Le crédit relais est une solution utilisée par les propriétaires souhaitant acheter un nouveau bien avant de vendre l’ancien. Il permet d’éviter une rupture de logement. En effet, cette avance de fonds est calculée sur la valeur du bien à vendre. Toutefois, comme tout crédit, il a un coût total qu’il faut bien évaluer. Ainsi, il est essentiel de comprendre les différents éléments qui le composent. Par conséquent, cet article vous explique le coût global d’un crédit relais, en tenant compte des taux, frais et assurances.
Les intérêts du crédit relais
Le coût principal d’un crédit relais repose sur les intérêts appliqués par la banque. Ceux-ci varient selon les établissements, mais tournent autour de 2 % à 3,5 % en moyenne. Le calcul des intérêts se fait uniquement sur le capital avancé par la banque. De plus, les intérêts sont généralement payés chaque mois, ce qui crée une charge mensuelle temporaire. Toutefois, certaines banques proposent le report total des intérêts à la fin du crédit. Cela augmente alors le coût final. En conséquence, plus la vente de l’ancien bien est longue, plus le coût augmente. Ainsi, il est essentiel d’anticiper la durée de revente. En bref, les intérêts forment la première source de coût total à considérer dans un crédit relais.
Les frais annexes du crédit relais
Outre les intérêts, plusieurs frais annexes viennent alourdir le coût total du crédit relais. Tout d’abord, il y a les frais de dossier, facturés par la banque. Ceux-ci varient entre 500 et 1 500 euros selon les établissements. Ensuite, il faut compter les frais de garantie. Ces derniers dépendent du type de garantie (hypothèque ou caution). De plus, une évaluation du bien immobilier peut aussi être facturée par la banque. À cela s’ajoutent les frais notariés si une garantie hypothécaire est utilisée. Finalement, tous ces frais s’ajoutent aux intérêts déjà dus. Par conséquent, ils font grimper rapidement le coût total du crédit relais, même pour une courte durée.
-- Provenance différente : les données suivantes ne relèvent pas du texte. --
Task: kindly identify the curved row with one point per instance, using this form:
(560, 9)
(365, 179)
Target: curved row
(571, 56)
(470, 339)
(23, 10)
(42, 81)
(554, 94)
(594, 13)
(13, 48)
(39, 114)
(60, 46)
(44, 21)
Le coût de l’assurance emprunteur
Même si le crédit relais est un prêt de courte durée, la banque peut exiger une assurance emprunteur. Cette assurance protège l’établissement en cas de décès ou d’invalidité de l’emprunteur. Son coût varie selon le montant emprunté, l’âge, et l’état de santé du client. En moyenne, l’assurance coûte entre 0,20 % et 0,60 % du capital par an. Même si elle est facultative dans certains cas, elle est souvent demandée. Par conséquent, ce coût supplémentaire pèse aussi dans le calcul final. De plus, certains emprunteurs choisissent une assurance externe pour réduire ce coût. En résumé, il est indispensable d’inclure ce poste dans le coût total du crédit relais.
L’influence de la durée du crédit relais
La durée du crédit relais a un impact direct sur son coût total. Généralement, ce prêt dure entre 12 et 24 mois maximum. Plus la vente tarde, plus les intérêts s’accumulent. Cela augmente considérablement la somme à rembourser. Si la vente intervient rapidement, le coût reste raisonnable. Mais en cas de revente longue, les charges mensuelles s’additionnent. De plus, certains crédits relais sont prolongés en crédit amortissable si la vente échoue. Cela entraîne de nouveaux frais. Ainsi, il est essentiel de vendre le bien initial rapidement. Sinon, le crédit relais peut devenir très onéreux. En conclusion, la durée influence fortement le coût total du crédit relais.
Exemple chiffré pour mieux comprendre
Prenons un exemple simple pour illustrer le coût total d’un crédit relais. Imaginons un emprunt relais de 150 000 € à 2,5 % sur 12 mois. Les intérêts s’élèveront alors à environ 3 750 €. À cela s’ajoutent des frais de dossier de 1 000 €, une assurance emprunteur de 450 €, et des frais de garantie de 1 200 €. Le coût total du prêt atteindra alors 6 400 € environ. Ce montant ne comprend pas d’éventuels frais de retard ou prolongation. Ainsi, même sur un an, la somme à rembourser peut être conséquente. Cela montre qu’il faut bien anticiper tous les frais avant de souscrire. Le crédit relais n’est pas à prendre à la légère.